Kiki dropping us off at the airport in Port au Prince as we left Haiti

I would say I'm devastated by the news and yet it's not a devastation in that I'm lost and beside myself and without hope, but devastation in that Kiki did so much for kids in Haiti that it's going to take multiple people to fill his shoes. At the same time, I'm also very excited by the news and rejoicing because I can only imagine the pile of crowns and jewels that Kiki has just received from Jesus in Heaven!

Rebecca and I both met Kiki in our travels to Haiti in 2010 with http://www.mission-haiti.org/. As Pam said in her e-mail tonight, Kiki was Mission-Haiti's "Haitian Director, best friend, translator, driver, hero to the kids in the orphanage, and everything in between." I only had the chance to meet Kiki at the end of my trip when he drove 5 hours from Port au Prince (where he lived) to Ti-Rivier (where the Mission-Haiti orphanage is), he spent the night at the orphanage with us and then the next day drove us back the 5 hours to Port. That night we stayed at Kiki's house before he took us to the airport early the following morning. It was during this time that I had conversation with Kiki about what my trip would mean for the rest of my life and it was then that I learned Kiki's "real job" (when he wasn't being "everything" to Mission-Haiti) was working for an orphanage in Port au Prince. http://forhisgloryoutreach.org/ Maybe you've seen that link in our blogs before? :)  After Bec returned from Haiti where she met Kiki, and after we prayed about what our trips meant to the rest of our lives, it was him who we contacted about where to start on this journey of adoption. (Here is our letter to Kiki from January 15, 2011 http://we2wits.blogspot.com/2011/07/letter-to-kiki-at-orphanage-in-haiti.html)  We wrote back and forth with him for a few weeks as we learned about the process and who we needed to get in touch with to adopt from For His Glory's orphanage. I thank God for Kiki's help in starting our journey and am saddened at the fact that when we go to pick up our little ones, he won't be there... (sorry, I just "lost it")

I can't explain the lump in my throat and the tears running down my face as I think about the kids at both orphanages that rarely have anything stable in their lives, but who had Kiki and now don't. I remember when I was at the Mission-Haiti orphanage and the kids knew Kiki was coming from Port, they heard the truck coming down the road and when he pulled into the gate they went sprinting for him. I am positive that the kids at For His Glory felt the same way and that they just lost one of their stable, Godly role models. I pray that our future kids are already alive and are at the orphanage, and that they are old enough to have known him and that he was able to impact them at their early ages! If that was the case, then I have high hopes of them becoming great people!

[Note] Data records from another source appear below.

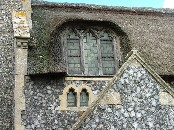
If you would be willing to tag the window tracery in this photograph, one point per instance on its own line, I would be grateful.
(91, 52)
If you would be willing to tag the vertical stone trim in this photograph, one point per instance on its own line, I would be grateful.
(22, 25)
(21, 52)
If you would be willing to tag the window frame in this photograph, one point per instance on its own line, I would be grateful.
(64, 100)
(115, 43)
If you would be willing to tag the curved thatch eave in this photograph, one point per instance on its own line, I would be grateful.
(149, 30)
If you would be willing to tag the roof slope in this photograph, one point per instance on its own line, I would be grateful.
(134, 58)
(150, 31)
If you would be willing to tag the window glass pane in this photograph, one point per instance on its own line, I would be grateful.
(71, 98)
(73, 53)
(107, 55)
(84, 98)
(90, 54)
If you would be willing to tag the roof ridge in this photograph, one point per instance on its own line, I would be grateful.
(134, 54)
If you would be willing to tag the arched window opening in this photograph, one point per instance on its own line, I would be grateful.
(107, 54)
(73, 53)
(71, 98)
(84, 97)
(91, 52)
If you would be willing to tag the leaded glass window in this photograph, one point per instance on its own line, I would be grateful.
(71, 98)
(84, 98)
(91, 52)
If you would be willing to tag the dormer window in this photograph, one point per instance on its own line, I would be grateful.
(84, 98)
(71, 98)
(90, 52)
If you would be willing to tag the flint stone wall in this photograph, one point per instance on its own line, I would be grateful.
(141, 108)
(42, 101)
(7, 63)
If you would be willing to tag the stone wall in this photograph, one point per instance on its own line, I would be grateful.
(7, 63)
(141, 105)
(42, 101)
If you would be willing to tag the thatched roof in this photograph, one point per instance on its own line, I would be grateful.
(150, 31)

Here is Pam's e-mail from earlier tonight:
This is a really difficult email to write but many of you have heard or met
Kiki. He is our Haitian Director, best friend, translator, driver, hero to
the kids in the orphanage, and everything in between.  Last night he asked
for prayer because he was not feeling well.  This morning I received a call
that he had passed away in the night.

Mike and I are leaving for Haiti and will return on the 4th of September.

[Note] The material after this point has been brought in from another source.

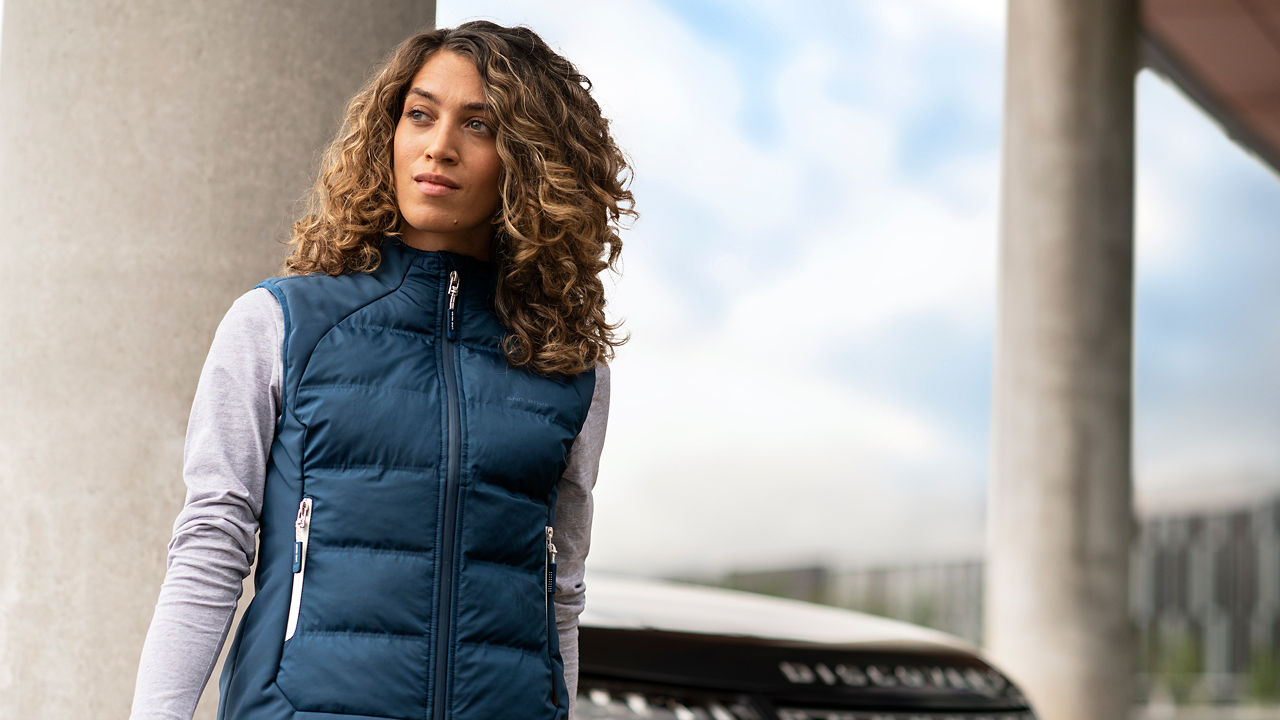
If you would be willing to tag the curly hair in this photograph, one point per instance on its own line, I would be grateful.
(563, 187)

Please keep Kiki's parents in your prayers as well as all the children in
the orphanage.

Missing Kiki,
pam


Kiki guided Rebecca's team the 5 hours through the mountains to and from Port on Mission-Haiti's bus. The same bus that broke down about 30 times in the middle of the night on the team's trip back to Port to catch their flight. After leaving the bus on the side of the road to come back and pick up later, Kiki found a Haitian driver with a van to make it to the airport in time.